Attaining a High Dial Volume
291,000 Calls in 12 Hrs, 13s Average Wait Time, 1.2% Dropped Calls, And 28 Agents. These statistics were not achieved during any special conditions. They were done calling across the US with a dual dialer setup, in a modified predictive mode. The number of active agents varied mostly between 19 and 21, using a total of 28 agents. VoIP was used. They ran with a dial level ranging up to 12.5, and peaked around 225-250 concurrent lines.
The problem with the drop percentage is obviously most noticeable when doing a residential campaign. To cut down the waiting time you increase the dialing level. In the above case they have 144 SIP trunks per dialer, and they are configured to allow a maximum dial level of 12.5. Not every carrier is interested in such high number of short calls, but there are a few that will.
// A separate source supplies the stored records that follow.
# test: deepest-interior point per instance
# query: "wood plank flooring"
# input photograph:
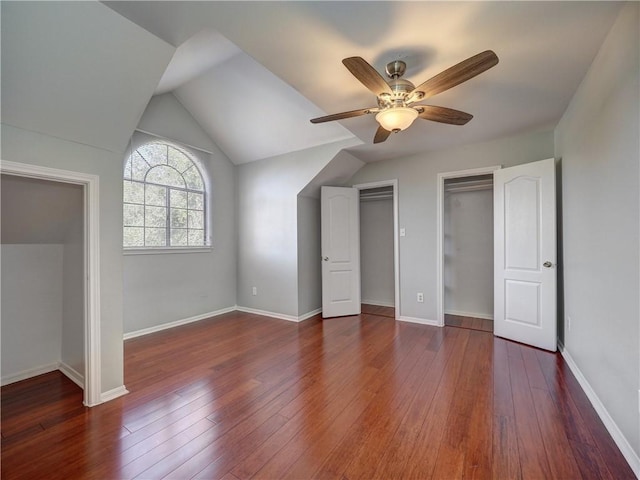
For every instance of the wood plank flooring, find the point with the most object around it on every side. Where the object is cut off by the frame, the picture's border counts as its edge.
(364, 397)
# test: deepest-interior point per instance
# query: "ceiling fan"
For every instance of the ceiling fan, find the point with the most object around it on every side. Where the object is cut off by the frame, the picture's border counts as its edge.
(397, 107)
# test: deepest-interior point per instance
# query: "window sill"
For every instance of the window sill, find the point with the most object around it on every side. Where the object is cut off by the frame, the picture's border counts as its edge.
(164, 250)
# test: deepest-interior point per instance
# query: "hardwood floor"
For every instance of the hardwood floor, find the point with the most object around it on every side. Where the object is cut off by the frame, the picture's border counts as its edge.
(471, 323)
(243, 396)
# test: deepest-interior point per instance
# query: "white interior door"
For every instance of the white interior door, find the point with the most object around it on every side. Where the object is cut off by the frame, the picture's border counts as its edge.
(340, 251)
(525, 254)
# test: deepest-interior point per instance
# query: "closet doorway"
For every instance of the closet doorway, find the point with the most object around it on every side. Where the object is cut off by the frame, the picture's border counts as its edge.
(465, 266)
(378, 248)
(71, 256)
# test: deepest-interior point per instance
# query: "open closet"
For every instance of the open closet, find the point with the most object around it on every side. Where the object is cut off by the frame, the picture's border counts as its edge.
(468, 252)
(377, 251)
(43, 288)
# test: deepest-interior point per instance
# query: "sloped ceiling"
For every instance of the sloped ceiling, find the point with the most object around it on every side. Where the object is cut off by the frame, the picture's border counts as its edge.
(545, 48)
(78, 71)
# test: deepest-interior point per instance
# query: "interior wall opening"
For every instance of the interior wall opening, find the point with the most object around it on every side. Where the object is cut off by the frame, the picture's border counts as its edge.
(377, 259)
(43, 284)
(468, 252)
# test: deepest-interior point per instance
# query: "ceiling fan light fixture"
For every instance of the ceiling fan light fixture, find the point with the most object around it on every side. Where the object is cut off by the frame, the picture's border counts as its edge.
(396, 119)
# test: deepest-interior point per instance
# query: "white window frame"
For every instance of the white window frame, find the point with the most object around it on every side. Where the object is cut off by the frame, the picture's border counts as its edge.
(206, 192)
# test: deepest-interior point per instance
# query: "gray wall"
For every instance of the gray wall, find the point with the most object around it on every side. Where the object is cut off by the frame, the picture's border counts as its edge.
(24, 146)
(597, 141)
(468, 253)
(163, 288)
(267, 203)
(417, 189)
(74, 106)
(376, 252)
(31, 307)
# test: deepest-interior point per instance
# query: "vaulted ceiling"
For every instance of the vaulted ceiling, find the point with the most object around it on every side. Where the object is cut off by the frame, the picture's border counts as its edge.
(253, 73)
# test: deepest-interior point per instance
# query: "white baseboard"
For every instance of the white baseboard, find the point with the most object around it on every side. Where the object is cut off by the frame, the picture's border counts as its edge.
(310, 314)
(31, 372)
(422, 321)
(618, 437)
(485, 316)
(72, 374)
(177, 323)
(378, 303)
(112, 394)
(265, 313)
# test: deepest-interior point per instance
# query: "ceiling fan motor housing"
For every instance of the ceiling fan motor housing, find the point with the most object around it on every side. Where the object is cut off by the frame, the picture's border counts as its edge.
(400, 88)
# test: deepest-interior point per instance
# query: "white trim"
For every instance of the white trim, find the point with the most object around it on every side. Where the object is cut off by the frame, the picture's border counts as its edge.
(163, 250)
(177, 323)
(72, 374)
(485, 316)
(421, 321)
(91, 184)
(396, 232)
(171, 140)
(618, 437)
(113, 394)
(378, 303)
(310, 314)
(440, 231)
(265, 313)
(31, 372)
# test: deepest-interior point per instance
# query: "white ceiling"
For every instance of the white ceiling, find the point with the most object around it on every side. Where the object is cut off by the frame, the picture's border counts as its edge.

Likewise not everybody needs to push 300,000 calls per day. The point being that should you need to you can, with a properly built and configured OSDial.
When you have 100-200 lines ringing it is easy to get a few of them answering at the same time, resulting in calls not being answered by agents (dropped) within the legal time limit. When the drop percentage goes too high it needs to be driven back down. The only way you can do that is to dial more so that there is a higher answer to drop ratio. If you cut back too much then it takes a long time to make the calls, maybe more than there are hours in a day.
Factor in the fact that with many calls ringing, you can never predict when more people are going to pick up at the same time than you have available agents. The only easy part is that the more agents you have, the easier it is to predict.
Our new dial logic in predictive mode deals effectively enough with this that you can remain within the legal limit. In the above test case, the drop percentage remained consistently around 1% during a 12 hour day. The only requirement we have is that there is enough lines available.